O CEO do Mundial de Endurance (WEC), o francês Frédéric Lequien, garantiu que a temporada 2026 terá oito etapas confirmadas, mesmo diante da incerteza sobre as provas do Catar (24 de outubro) e do Bahrein (7 de novembro), ameaçadas pelos conflitos armados no Oriente Médio envolvendo Estados Unidos, Israel e Irã. A categoria já trabalha com um plano B na Europa e tomará uma decisão final em meados de julho, com a segurança das equipes como critério único.
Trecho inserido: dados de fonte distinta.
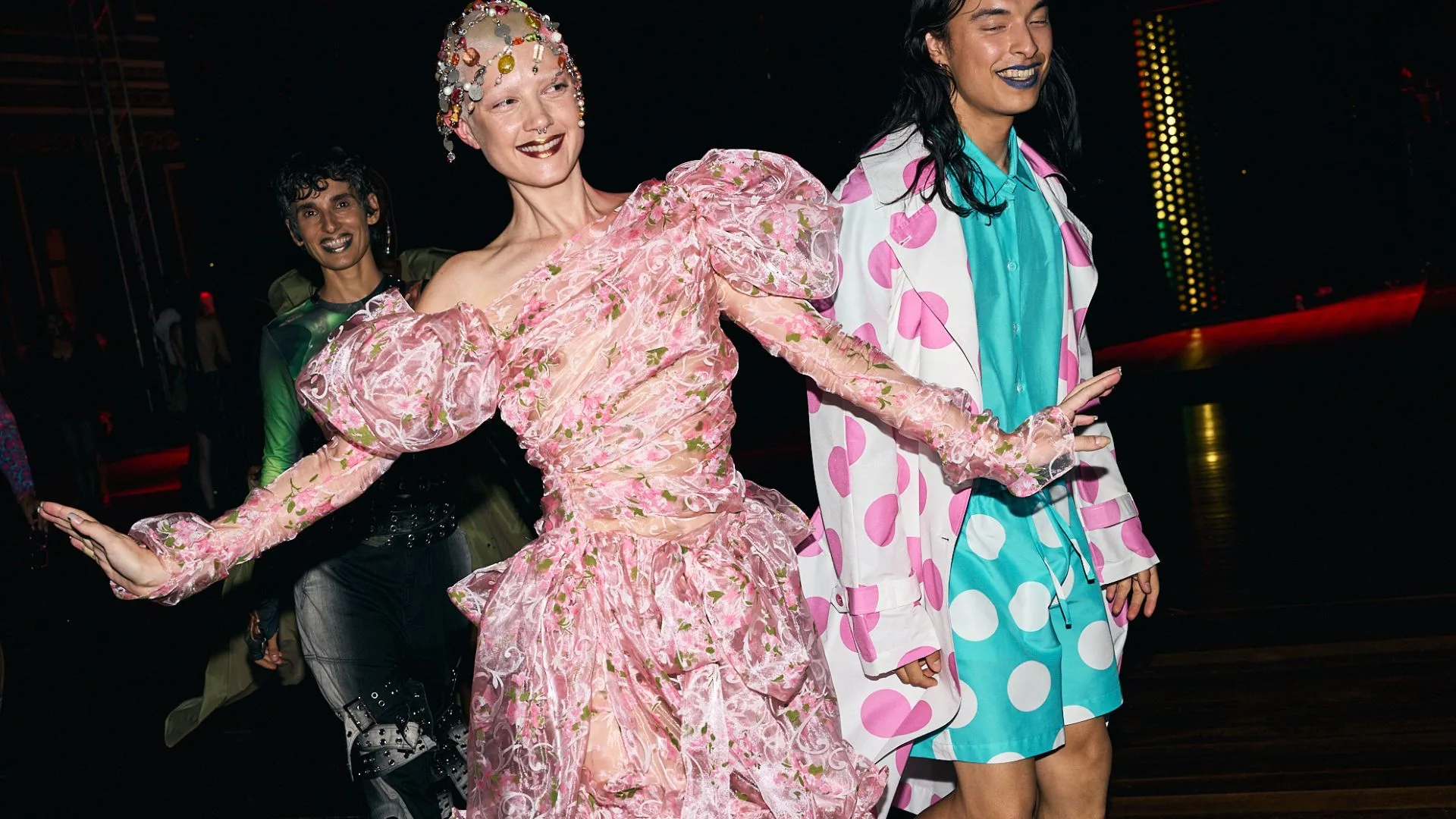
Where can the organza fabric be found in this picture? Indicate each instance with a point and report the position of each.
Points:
(650, 653)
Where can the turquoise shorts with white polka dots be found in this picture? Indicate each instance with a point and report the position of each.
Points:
(1033, 651)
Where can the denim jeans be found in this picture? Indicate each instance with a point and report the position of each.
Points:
(375, 614)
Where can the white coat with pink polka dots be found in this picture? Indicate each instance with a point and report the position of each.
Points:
(887, 521)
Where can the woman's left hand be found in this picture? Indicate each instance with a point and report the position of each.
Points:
(1139, 594)
(126, 561)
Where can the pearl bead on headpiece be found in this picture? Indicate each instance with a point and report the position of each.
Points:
(460, 88)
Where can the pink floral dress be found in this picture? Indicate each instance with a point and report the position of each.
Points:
(650, 653)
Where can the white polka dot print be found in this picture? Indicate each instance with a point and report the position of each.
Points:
(1074, 714)
(1028, 607)
(973, 615)
(984, 535)
(1047, 531)
(968, 707)
(1095, 646)
(1028, 686)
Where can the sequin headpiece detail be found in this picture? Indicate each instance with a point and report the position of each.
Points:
(460, 67)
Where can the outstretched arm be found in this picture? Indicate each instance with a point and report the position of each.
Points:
(171, 557)
(970, 445)
(391, 381)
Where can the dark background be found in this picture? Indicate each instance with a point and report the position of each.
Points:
(1326, 161)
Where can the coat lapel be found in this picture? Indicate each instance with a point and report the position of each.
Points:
(930, 248)
(1081, 275)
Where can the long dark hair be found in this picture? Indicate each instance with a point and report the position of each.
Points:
(925, 102)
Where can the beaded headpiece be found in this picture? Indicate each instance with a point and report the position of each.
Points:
(460, 69)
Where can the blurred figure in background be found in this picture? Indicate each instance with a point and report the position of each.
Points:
(209, 395)
(64, 369)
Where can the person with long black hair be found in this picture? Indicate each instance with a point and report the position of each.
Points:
(963, 623)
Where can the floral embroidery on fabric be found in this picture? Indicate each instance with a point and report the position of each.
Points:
(650, 654)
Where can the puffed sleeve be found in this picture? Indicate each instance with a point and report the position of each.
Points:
(389, 381)
(394, 381)
(764, 223)
(766, 228)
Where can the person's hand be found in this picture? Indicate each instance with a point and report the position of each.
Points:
(126, 561)
(921, 673)
(413, 293)
(273, 657)
(1087, 392)
(31, 509)
(1139, 594)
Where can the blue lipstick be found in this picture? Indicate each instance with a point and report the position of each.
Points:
(1021, 83)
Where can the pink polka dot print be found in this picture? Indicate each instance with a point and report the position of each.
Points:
(819, 610)
(854, 439)
(1134, 539)
(880, 519)
(924, 315)
(837, 466)
(959, 509)
(883, 264)
(855, 188)
(934, 585)
(1087, 483)
(887, 713)
(1078, 254)
(867, 334)
(913, 231)
(918, 180)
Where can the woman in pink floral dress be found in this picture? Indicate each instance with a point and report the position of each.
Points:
(650, 654)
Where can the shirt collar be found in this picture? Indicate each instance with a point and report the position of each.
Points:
(998, 184)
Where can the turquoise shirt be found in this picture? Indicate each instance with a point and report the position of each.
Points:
(1018, 273)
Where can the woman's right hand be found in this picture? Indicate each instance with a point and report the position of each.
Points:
(1087, 392)
(126, 561)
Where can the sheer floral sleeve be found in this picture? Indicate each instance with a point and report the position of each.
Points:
(391, 381)
(767, 231)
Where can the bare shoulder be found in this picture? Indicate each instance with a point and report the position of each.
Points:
(463, 278)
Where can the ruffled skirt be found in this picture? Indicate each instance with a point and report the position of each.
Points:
(623, 676)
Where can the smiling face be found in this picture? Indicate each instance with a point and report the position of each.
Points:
(526, 126)
(998, 53)
(526, 120)
(332, 224)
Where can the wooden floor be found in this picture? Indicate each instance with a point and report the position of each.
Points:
(1302, 664)
(1307, 664)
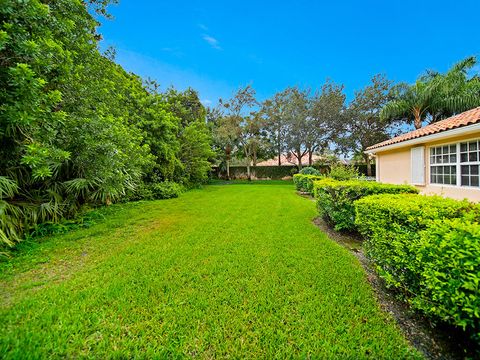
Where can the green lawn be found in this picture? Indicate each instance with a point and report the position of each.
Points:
(228, 270)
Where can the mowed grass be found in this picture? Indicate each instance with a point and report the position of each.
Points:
(226, 271)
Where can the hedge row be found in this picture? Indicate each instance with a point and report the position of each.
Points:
(335, 199)
(273, 172)
(304, 183)
(429, 248)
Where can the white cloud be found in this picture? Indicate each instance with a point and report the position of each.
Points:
(212, 41)
(209, 88)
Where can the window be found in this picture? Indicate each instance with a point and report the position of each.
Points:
(469, 162)
(456, 164)
(443, 165)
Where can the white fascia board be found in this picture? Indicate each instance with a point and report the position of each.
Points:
(464, 130)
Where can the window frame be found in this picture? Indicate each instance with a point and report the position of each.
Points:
(458, 163)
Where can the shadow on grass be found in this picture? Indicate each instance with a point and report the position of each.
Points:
(250, 182)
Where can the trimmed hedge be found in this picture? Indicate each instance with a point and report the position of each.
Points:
(429, 248)
(273, 172)
(304, 183)
(335, 199)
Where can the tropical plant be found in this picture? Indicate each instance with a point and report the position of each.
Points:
(435, 96)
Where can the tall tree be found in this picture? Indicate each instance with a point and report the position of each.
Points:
(362, 124)
(275, 125)
(326, 110)
(242, 124)
(296, 119)
(435, 96)
(233, 129)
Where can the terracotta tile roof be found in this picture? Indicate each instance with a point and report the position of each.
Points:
(466, 118)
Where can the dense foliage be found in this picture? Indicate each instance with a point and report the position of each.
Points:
(75, 128)
(309, 171)
(435, 96)
(304, 182)
(429, 248)
(335, 199)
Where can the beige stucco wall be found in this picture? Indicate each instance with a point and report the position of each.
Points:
(394, 167)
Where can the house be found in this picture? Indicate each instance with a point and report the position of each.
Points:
(441, 158)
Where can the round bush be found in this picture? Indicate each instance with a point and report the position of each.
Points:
(309, 171)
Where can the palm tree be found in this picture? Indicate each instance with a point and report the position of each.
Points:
(435, 96)
(411, 103)
(456, 91)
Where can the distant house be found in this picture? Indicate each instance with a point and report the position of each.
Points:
(441, 158)
(289, 159)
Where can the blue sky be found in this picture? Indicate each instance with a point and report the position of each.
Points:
(217, 46)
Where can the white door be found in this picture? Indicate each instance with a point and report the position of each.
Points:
(418, 165)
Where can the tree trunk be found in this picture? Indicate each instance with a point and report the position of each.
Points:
(417, 122)
(369, 165)
(299, 158)
(227, 157)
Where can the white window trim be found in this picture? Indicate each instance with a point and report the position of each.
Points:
(458, 164)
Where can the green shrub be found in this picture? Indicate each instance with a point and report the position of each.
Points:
(391, 225)
(335, 198)
(343, 172)
(304, 183)
(429, 248)
(309, 171)
(449, 260)
(166, 190)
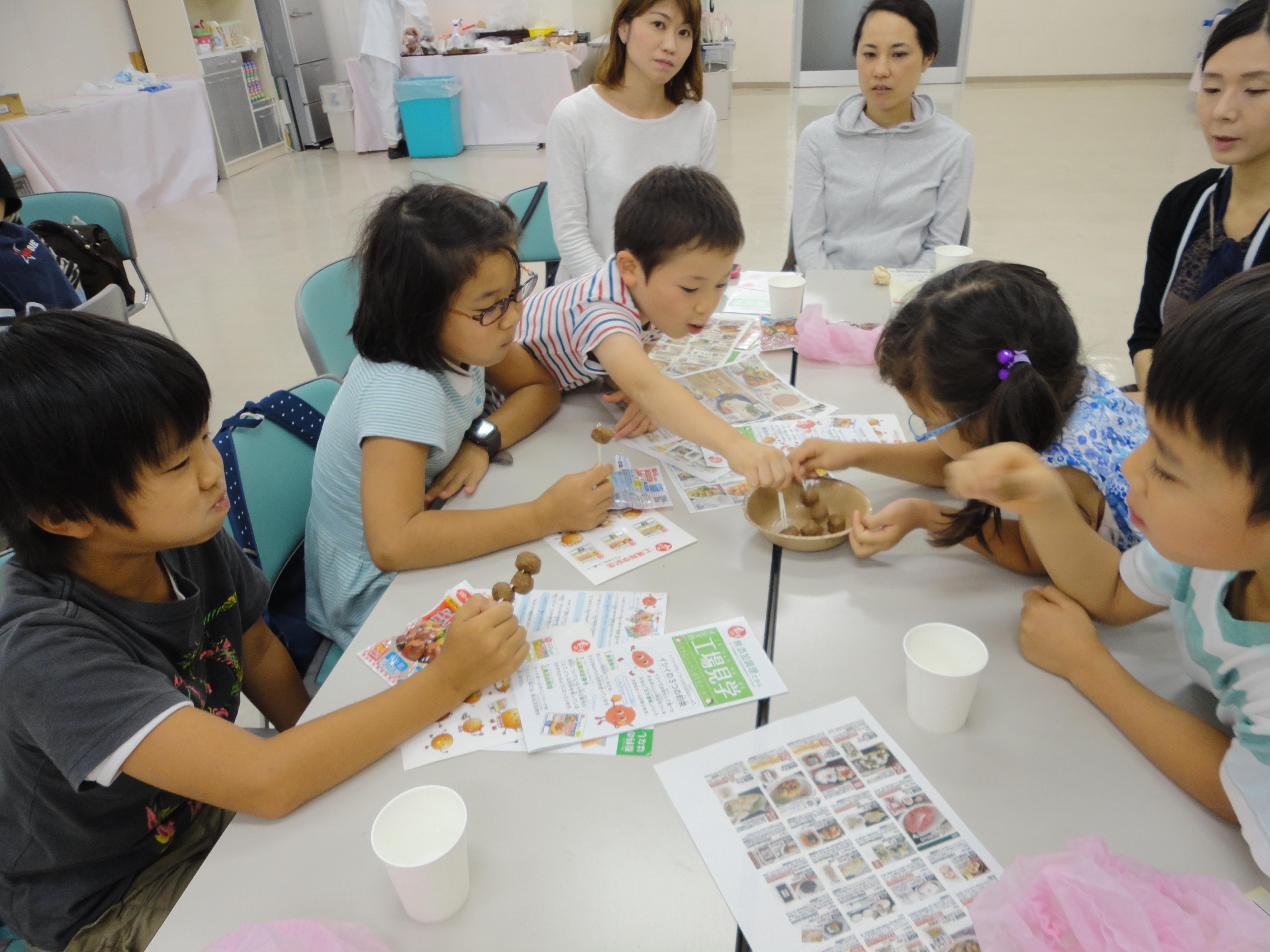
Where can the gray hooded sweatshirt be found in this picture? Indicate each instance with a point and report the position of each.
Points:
(867, 196)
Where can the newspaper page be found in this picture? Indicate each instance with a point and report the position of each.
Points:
(820, 829)
(571, 699)
(726, 490)
(638, 488)
(621, 542)
(717, 342)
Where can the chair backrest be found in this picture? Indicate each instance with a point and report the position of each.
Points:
(538, 242)
(326, 305)
(276, 469)
(91, 207)
(107, 303)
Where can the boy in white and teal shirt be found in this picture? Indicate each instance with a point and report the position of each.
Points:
(1199, 492)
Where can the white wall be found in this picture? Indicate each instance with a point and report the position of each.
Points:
(1086, 37)
(50, 48)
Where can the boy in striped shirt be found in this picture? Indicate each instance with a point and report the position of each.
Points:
(1199, 489)
(677, 234)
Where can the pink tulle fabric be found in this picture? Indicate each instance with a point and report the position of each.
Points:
(835, 343)
(300, 936)
(1093, 901)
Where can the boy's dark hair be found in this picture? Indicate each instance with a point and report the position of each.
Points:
(416, 252)
(676, 207)
(611, 69)
(1248, 18)
(916, 12)
(86, 403)
(943, 346)
(1209, 375)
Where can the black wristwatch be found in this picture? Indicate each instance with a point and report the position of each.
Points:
(486, 435)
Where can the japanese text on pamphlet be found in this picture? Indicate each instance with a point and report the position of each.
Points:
(573, 699)
(820, 829)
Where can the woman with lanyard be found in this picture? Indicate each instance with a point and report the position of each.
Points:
(646, 110)
(1215, 225)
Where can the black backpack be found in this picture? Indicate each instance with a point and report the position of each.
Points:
(89, 249)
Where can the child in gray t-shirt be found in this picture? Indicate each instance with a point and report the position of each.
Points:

Como a crise reorganizou o calendário
Originalmente, o Catar abriria a temporada em março, recebendo também o Prólogo no Circuito de Lusail. Com a escalada militar em fevereiro, muitas equipes já haviam iniciado o transporte de equipamentos para o Oriente Médio quando a etapa foi realocada. A temporada acabou começando com as 6 Horas de Ímola, em abril, e as provas do Catar e do Bahrein foram empurradas para o fim do ano.
Por que Catar e Bahrein são estratégicos
Junto com as 24 Horas de Le Mans, as etapas de Catar (1.812 km) e Bahrein (8 horas) são as mais longas e pontuadas do calendário, distribuindo mais pontos que as cinco corridas restantes de 6 horas. Eliminar ou realocar essas provas tem impacto direto na disputa pelos títulos de Hypercar e LMGT3.
“Plano B já está estruturado”
Lequien detalhou que a contingência está em estágio avançado.
“Já começamos a trabalhar em soluções de contingência — um plano B — caso não seja possível organizar as duas últimas corridas, previstas no Catar em 24 de outubro e no Bahrein em 7 de novembro”, afirmou ao portal Grande Prêmio.
“Vamos tomar uma decisão final durante o verão [europeu], certamente por volta de meados de julho — daqui a três semanas —, dependendo de como as notícias evoluírem”, completou.
Segurança como critério absoluto
O dirigente reforçou que apenas o risco operacional definirá o destino das duas etapas finais.
“A nossa decisão será guiada estritamente pela segurança, e apenas pela segurança. Se todas as condições estiverem reunidas, iremos ao Oriente Médio e realizaremos as etapas do Catar e do Bahrein normalmente”, declarou.
“Caso contrário, já estruturamos um plano B e realocaremos as duas últimas corridas certamente para a Europa. Independentemente do cenário, o WEC 2026 contará com oito corridas no total”, finalizou.
O peso geopolítico no automobilismo
A situação espelha decisões recentes do automobilismo global diante de conflitos. A Fórmula 1 já enfrentou cenários semelhantes com o GP do Bahrein de 2011, cancelado pela Primavera Árabe, e com o GP da Rússia, retirado do calendário em 2022 após a invasão da Ucrânia. Para o WEC, manter Catar e Bahrein é também estratégico do ponto de vista comercial — ambos os países são financiadores diretos de programas de endurance e parceiros da ACO e da FIA desde a reformulação da era Hypercar em 2021, que trouxe Toyota, Ferrari, Porsche, Cadillac, BMW, Peugeot, Alpine, Aston Martin e, em breve, McLaren para a categoria principal.
A definição em julho será determinante não apenas para o desfecho esportivo de 2026, mas para a continuidade do equilíbrio geopolítico que sustenta o calendário do WEC.